With regard to the member states being dominated, the Eurozone crisis was crucial, because it revealed that the EU was not able to tackle such challenges in a democratic manner. The lack of solidarity during the crisis prompted the establishment of new treaties outside the Union’s constitutional structure, the Lisbon Treaty. Differentiated arrangements, previously considered to be temporary exemptions, have become a defining trait of the system.
– Many parts of EU legislation began outside of the treaties, such as the Schengen agreement, but most of it gradually found its way into the common framework. As long as the end goal was to integrate further, this was less of a problem. However, it has become increasingly clear that many of these arrangements are permanent, and this creates a more segmented Europe, Eriksen says.
Eriksen highlights the treatment of Greece during and after the crisis as a case in point. Through financial assistance programmes, heads of government have agreed upon a series of financial, economic and social policies that affect the freedom and wellbeing of many Europeans. According to the Lisbon Treaty, however, such issues belong to the remit of the member states.

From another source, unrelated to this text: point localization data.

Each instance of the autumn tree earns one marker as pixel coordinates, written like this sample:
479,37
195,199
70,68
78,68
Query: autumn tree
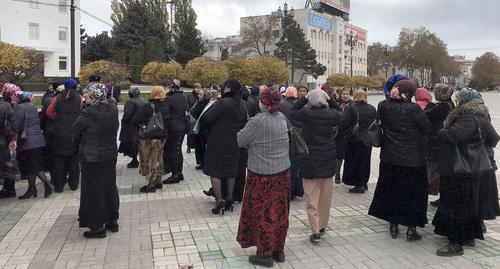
486,71
18,63
205,71
110,72
161,73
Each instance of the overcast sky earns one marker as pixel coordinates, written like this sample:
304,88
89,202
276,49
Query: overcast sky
468,27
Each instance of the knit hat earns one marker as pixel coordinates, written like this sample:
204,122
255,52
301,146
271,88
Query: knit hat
318,98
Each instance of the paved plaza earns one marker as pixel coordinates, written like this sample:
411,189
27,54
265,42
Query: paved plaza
174,228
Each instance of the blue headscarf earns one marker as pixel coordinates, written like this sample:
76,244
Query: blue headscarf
391,82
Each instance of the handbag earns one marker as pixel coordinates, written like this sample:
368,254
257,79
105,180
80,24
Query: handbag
298,147
472,158
155,127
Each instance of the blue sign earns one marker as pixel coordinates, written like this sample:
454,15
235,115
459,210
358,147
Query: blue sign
320,22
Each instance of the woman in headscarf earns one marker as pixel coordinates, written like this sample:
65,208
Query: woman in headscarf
319,125
151,149
224,119
264,216
402,188
99,201
437,113
358,118
459,213
30,146
129,141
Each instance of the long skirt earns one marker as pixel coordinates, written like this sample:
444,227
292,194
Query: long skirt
488,196
264,216
99,200
357,163
458,213
401,195
151,158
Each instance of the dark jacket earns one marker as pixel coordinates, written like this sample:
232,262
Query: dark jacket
64,110
7,122
98,126
146,112
461,128
366,114
319,126
405,133
437,113
177,106
224,119
128,132
28,121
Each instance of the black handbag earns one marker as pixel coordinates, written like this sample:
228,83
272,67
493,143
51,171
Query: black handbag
472,158
155,127
298,147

The handling of the crisis laid bare the EU’s structural flaws, but its aftermath also increased differentiation. New structures have their own intergovernmental decision-making bodies that are not subject to public or parliamentary control. Examples of this are the European Stability Mechanism (ESM) and the Fiscal Compact. Moreover, the Eurogroup, which is the regular meetings of the finance ministers of the euro countries, has become the main venue for informal decision-making. The Eurozone crisis may thus have put an end to the idea of an ever-closer union.

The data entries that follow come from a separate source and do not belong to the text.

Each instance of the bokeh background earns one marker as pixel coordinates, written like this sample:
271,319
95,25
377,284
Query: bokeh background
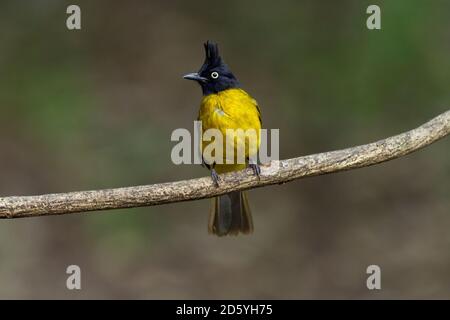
95,109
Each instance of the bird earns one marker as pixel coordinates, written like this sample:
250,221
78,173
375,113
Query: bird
225,105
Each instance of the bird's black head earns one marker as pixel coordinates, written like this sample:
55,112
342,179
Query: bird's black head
214,76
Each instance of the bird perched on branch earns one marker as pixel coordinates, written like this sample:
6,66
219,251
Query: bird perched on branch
225,105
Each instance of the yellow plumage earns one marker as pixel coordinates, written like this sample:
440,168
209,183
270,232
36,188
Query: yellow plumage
231,109
236,118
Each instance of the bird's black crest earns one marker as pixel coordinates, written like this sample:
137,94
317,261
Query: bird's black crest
212,54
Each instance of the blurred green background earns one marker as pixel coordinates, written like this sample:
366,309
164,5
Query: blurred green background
95,109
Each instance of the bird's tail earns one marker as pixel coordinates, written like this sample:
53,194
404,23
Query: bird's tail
230,214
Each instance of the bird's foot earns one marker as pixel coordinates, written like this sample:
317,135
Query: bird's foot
215,177
256,169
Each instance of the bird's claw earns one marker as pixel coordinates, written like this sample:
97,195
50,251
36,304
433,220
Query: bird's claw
215,177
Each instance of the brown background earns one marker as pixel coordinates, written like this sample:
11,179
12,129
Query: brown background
95,109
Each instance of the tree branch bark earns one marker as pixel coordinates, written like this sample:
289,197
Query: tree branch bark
276,173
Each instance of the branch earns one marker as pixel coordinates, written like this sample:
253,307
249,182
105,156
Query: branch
276,173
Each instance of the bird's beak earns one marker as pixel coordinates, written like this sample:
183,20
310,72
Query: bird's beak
195,76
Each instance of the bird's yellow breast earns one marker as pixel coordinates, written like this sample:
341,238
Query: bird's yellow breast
231,109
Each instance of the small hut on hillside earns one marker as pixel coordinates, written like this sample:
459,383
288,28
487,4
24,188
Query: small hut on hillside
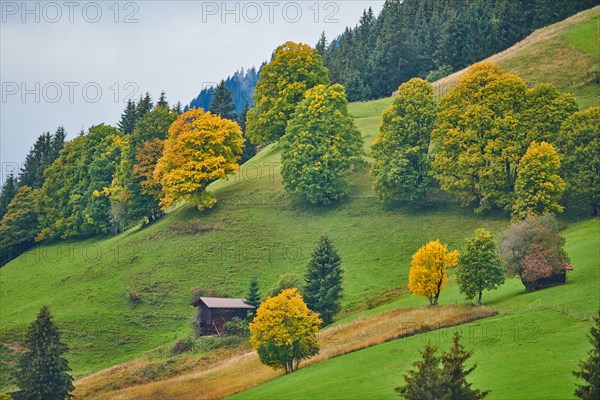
213,312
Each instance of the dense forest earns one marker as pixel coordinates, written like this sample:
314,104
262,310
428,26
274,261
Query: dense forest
241,85
431,39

Who will solve the EU’s problems?
Many of the present difficulties originate in collective action problems, which in turn create new problems. When member states are unable to solve problems and reach agreements through collective decision-making, ‘coalitions of the willing’ often take action outside of the common framework. Countries that decide to opt out of new agreements may nevertheless often be affected by EU rules and decisions.

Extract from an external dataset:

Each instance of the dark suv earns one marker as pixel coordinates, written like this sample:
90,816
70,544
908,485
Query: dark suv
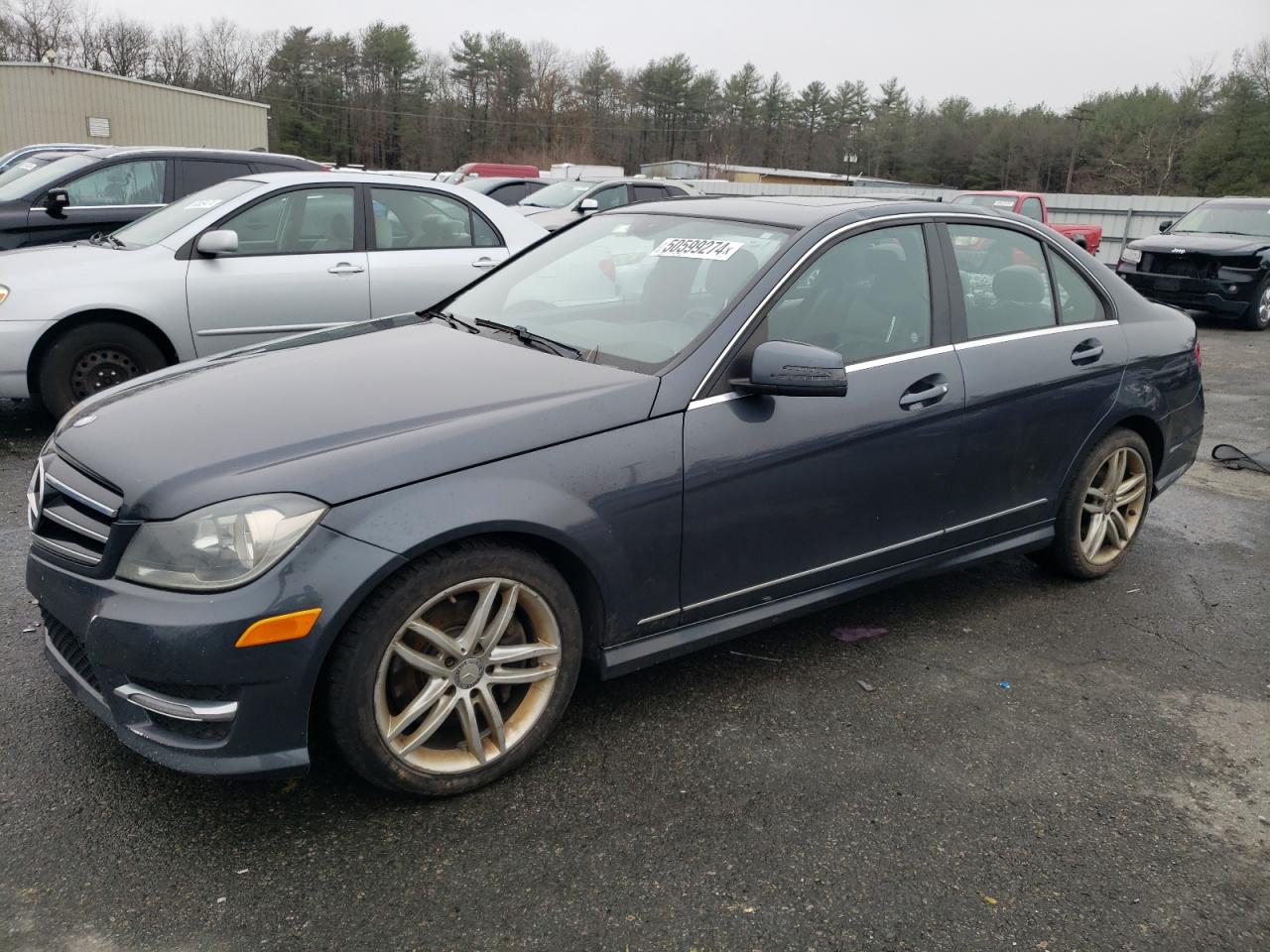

If the Union wants to solve the problem of dominance, it needs democratisation and more integration:
– The EU is in need of a new convention, bringing a range of contracts and practices under the common framework. This should also include a process creating a clearer division of labour between the different levels of government. These questions would be easier to answer under a federal model.
Moreover, Eriksen argues that analysts need to come to grips with the idea that patterns of differentiated integration and differentiated disintegration could operate simultaneously. Broadly, he believes Europe’s future will follow one of two possible paths. The pessimistic alternative involves a return to a 'Europe of states', where the relative strength of each state will determine outcomes.
– The other alternative is that member states come together and find common solutions, led by bold leaders willing to make sacrifices for the common European good. There are some signs pointing in this direction at the moment, but on the other hand, populist forces are strong. However, Brexit actually seems to contribute to increasing support for the EU in Europe.
Whatever happens, it is essential to reform the decision-making structures of the EU and restore democratic legitimacy. For this to happen, the European Parliament must be granted more powers, Eriksen argues.
– The European Parliament and the Council of the European Union should be strengthened and function as a bicameral system, not unlike the US Congress. On the other hand, the European Council should be less influential. This would amount to a reform making the EU more democratic, Eriksen concludes.